Paul Cézanne
Paul Cézanne (1839-1906) beeldde niet af - hij ontleedde. Appels, baders, Mont Sainte-Victoire: elk werd een seismisch experiment in ruimtelijke constructie, schilderachtige architectuur en de emotionele fysica van vorm en volume. Als voorloper van het post-impressionisme vertaalde hij visuele sensatie in chromatische vlakken, waarbij hij de logica van het klassieke perspectief uiteenspon en de algoritmische blauwdruk voor het kubisme legde.
Zijn palet was cerebraal: aardetinten, geoxideerde groenen, vermiljoenen scheuren. Zijn penseelstreken - bewust, getesselleerd - transformeerden landschappen, stillevens en figuratieve composities in conceptuele steigers.
Vaak niet begrepen door de Salon, werkte Cézanne in eenzaamheid vanuit Aix-en-Provence, waarbij hij doeken componeerde als geologische lagen.
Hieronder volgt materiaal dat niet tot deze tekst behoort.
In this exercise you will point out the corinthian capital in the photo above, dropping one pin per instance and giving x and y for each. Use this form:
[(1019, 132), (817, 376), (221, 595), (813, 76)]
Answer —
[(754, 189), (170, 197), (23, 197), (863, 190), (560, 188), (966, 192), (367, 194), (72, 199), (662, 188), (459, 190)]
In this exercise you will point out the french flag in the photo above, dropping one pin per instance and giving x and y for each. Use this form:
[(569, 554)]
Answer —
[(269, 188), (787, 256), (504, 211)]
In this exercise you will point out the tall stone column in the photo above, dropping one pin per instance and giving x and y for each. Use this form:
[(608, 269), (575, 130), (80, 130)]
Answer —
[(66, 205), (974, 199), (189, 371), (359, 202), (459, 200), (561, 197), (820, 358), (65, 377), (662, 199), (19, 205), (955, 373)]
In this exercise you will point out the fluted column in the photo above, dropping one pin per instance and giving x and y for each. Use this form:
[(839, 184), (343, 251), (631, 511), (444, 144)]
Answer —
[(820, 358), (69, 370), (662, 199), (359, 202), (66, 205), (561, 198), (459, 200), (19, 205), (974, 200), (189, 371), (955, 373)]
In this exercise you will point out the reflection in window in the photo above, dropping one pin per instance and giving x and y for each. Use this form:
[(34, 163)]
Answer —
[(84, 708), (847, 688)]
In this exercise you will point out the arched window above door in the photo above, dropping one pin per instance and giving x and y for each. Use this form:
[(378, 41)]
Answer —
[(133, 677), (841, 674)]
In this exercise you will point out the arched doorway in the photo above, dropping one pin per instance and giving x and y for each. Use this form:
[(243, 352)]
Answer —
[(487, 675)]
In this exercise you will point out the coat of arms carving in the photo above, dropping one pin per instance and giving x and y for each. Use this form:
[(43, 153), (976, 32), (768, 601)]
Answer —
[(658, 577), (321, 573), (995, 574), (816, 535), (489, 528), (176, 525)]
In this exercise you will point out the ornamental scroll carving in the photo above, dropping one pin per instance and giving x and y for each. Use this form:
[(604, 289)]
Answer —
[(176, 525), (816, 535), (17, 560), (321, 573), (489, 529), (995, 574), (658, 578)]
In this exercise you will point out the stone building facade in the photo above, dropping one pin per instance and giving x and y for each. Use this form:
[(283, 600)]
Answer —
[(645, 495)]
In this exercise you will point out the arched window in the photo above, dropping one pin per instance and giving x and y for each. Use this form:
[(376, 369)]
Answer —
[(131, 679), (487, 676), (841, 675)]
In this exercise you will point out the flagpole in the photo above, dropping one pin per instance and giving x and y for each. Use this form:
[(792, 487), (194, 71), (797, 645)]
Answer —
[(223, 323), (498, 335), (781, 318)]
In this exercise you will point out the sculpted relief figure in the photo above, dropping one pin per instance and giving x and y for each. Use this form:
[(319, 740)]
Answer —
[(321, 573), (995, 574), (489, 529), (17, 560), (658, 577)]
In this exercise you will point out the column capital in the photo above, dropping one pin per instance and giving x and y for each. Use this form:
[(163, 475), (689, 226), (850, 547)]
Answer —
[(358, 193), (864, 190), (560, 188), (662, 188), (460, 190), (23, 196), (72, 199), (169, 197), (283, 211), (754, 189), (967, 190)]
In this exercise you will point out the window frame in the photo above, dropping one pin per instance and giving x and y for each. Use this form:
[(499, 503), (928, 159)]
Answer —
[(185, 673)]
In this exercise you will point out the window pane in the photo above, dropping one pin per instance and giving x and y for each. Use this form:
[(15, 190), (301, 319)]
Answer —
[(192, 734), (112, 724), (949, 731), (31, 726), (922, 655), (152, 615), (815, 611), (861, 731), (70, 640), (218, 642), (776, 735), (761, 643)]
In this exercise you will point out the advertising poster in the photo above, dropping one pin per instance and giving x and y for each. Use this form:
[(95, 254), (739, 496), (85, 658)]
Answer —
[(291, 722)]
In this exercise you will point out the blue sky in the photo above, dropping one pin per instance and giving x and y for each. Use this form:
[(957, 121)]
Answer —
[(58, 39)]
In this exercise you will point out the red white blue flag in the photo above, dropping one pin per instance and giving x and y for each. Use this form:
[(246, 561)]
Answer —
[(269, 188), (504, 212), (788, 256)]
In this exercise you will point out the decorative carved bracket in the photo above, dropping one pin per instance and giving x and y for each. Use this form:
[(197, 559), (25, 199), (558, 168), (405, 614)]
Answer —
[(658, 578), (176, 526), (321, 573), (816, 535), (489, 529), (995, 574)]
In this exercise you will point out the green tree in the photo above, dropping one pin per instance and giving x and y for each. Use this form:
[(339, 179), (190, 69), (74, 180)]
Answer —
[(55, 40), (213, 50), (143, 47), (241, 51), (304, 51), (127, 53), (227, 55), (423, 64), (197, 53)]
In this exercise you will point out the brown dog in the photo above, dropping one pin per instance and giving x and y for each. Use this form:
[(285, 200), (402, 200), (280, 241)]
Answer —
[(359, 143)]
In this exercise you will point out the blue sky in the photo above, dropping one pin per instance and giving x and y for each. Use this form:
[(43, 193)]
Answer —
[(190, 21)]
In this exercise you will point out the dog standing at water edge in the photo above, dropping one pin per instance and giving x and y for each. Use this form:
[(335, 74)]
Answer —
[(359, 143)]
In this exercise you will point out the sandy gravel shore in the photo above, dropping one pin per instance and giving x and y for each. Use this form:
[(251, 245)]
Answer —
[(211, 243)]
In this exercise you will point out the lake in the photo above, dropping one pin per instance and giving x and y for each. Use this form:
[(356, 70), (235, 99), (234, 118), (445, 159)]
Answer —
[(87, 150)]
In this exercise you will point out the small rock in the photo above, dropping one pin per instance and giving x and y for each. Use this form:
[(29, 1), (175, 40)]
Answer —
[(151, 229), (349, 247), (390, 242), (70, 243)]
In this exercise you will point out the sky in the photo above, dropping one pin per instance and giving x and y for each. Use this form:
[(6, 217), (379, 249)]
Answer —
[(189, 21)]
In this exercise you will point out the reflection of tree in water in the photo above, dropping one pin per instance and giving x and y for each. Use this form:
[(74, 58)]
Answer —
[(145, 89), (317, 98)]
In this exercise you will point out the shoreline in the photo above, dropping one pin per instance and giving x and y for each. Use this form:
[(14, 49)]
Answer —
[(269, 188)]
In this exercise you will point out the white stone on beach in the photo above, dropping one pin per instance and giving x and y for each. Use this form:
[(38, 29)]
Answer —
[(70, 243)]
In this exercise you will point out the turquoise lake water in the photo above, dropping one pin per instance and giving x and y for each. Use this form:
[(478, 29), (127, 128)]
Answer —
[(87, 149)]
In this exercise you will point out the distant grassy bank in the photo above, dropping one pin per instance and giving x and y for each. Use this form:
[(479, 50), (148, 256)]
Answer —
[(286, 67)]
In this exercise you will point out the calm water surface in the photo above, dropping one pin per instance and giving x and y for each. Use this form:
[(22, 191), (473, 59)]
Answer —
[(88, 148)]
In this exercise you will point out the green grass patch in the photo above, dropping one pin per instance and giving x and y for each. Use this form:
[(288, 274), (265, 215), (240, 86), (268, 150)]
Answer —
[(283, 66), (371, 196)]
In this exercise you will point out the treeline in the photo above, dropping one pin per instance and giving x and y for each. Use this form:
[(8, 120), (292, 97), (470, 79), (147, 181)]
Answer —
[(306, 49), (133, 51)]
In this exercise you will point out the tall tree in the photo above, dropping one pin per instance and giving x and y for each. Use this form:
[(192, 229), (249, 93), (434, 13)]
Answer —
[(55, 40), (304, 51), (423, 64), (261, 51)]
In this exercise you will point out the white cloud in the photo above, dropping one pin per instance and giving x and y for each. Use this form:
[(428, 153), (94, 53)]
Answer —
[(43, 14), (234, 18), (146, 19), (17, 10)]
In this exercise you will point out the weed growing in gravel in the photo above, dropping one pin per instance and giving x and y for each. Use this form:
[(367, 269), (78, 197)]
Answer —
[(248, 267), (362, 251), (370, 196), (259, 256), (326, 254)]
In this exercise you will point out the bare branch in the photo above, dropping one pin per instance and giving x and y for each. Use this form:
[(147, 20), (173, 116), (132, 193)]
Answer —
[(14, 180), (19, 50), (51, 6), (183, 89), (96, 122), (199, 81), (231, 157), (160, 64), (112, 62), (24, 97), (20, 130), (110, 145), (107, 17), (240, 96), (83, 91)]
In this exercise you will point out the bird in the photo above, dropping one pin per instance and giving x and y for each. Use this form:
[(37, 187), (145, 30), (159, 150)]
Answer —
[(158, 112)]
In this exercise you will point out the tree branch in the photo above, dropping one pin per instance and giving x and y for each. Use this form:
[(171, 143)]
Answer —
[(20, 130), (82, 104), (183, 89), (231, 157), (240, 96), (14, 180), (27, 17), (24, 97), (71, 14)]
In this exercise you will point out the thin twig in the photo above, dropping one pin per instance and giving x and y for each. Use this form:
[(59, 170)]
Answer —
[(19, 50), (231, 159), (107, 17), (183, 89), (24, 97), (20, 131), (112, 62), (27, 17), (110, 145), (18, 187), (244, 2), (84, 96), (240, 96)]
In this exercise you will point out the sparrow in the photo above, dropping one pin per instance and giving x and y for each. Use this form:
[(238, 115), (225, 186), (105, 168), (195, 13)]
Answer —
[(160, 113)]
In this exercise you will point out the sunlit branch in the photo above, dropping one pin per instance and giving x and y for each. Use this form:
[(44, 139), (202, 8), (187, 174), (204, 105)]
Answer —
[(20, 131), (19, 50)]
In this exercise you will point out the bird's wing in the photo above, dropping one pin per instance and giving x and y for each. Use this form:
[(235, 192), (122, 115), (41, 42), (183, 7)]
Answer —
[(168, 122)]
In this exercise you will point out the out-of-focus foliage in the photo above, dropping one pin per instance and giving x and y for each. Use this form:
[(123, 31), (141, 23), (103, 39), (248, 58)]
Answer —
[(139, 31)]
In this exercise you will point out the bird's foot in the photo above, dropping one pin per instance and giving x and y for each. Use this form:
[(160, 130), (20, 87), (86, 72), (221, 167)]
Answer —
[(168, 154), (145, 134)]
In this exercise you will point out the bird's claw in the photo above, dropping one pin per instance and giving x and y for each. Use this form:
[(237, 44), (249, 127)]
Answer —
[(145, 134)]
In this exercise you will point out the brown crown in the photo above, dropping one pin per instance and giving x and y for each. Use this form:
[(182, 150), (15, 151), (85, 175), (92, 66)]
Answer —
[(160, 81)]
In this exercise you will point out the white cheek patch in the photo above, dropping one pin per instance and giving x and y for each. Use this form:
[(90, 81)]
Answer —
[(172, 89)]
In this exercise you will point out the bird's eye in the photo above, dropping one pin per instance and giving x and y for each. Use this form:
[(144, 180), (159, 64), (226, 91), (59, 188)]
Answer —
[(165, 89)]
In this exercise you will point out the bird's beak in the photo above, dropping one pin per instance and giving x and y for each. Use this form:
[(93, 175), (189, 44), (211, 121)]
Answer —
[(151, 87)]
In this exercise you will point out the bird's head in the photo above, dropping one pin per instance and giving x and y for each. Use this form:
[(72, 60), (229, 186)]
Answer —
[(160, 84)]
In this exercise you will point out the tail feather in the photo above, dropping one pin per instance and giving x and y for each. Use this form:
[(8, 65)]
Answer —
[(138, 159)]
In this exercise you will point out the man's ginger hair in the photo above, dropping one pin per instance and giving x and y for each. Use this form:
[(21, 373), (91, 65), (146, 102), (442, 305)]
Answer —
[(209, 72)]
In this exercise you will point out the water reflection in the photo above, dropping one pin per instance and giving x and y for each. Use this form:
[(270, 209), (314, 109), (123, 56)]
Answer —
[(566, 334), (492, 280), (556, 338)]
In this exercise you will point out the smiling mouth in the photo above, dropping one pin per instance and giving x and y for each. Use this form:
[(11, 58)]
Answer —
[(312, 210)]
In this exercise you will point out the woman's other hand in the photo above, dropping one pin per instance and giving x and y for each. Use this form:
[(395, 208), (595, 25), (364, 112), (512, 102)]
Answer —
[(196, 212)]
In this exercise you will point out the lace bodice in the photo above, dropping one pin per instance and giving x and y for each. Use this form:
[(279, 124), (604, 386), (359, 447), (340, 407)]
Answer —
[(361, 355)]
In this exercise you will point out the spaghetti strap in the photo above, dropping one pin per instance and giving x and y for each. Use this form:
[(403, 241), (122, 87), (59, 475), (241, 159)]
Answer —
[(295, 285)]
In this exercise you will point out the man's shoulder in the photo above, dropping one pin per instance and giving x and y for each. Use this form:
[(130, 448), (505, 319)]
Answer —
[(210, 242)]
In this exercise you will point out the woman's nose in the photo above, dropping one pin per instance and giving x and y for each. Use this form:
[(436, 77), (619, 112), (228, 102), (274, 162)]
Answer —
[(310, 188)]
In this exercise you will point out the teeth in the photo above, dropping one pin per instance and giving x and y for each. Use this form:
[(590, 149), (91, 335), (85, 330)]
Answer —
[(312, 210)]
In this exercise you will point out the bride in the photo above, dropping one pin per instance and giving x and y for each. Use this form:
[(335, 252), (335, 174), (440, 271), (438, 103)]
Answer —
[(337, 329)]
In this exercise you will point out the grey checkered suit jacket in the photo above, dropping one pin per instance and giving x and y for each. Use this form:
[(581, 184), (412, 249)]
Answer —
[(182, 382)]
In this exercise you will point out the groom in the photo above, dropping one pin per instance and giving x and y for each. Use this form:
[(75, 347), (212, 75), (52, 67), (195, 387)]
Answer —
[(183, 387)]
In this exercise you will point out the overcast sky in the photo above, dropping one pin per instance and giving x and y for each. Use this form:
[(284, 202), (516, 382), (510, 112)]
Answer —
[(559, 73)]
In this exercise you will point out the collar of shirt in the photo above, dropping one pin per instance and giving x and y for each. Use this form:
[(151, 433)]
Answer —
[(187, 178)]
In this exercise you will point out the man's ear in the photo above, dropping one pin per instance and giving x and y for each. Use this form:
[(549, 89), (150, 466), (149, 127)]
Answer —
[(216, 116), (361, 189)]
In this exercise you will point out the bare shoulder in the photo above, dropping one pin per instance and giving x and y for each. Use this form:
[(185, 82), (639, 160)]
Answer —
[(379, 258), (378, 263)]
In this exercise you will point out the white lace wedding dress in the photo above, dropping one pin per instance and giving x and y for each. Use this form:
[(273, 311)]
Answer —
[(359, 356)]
Hij corrigeerde de natuur niet - hij herschikte de waarneming, waarbij hij licht omzette in gewicht, volume in metafysica.
Cézanne vlakte de realiteit niet af - hij naaide het opnieuw aan elkaar, zenuw voor zenuw, tint voor tint. En late erkenning kroonde hem tot een hoeksteen van het modernisme. Aanbeden door Picasso, Braque, Matisse, echoot zijn invloed in niet-lineaire compositie, kleurentheorie, formele analyse en hedendaagse abstractie.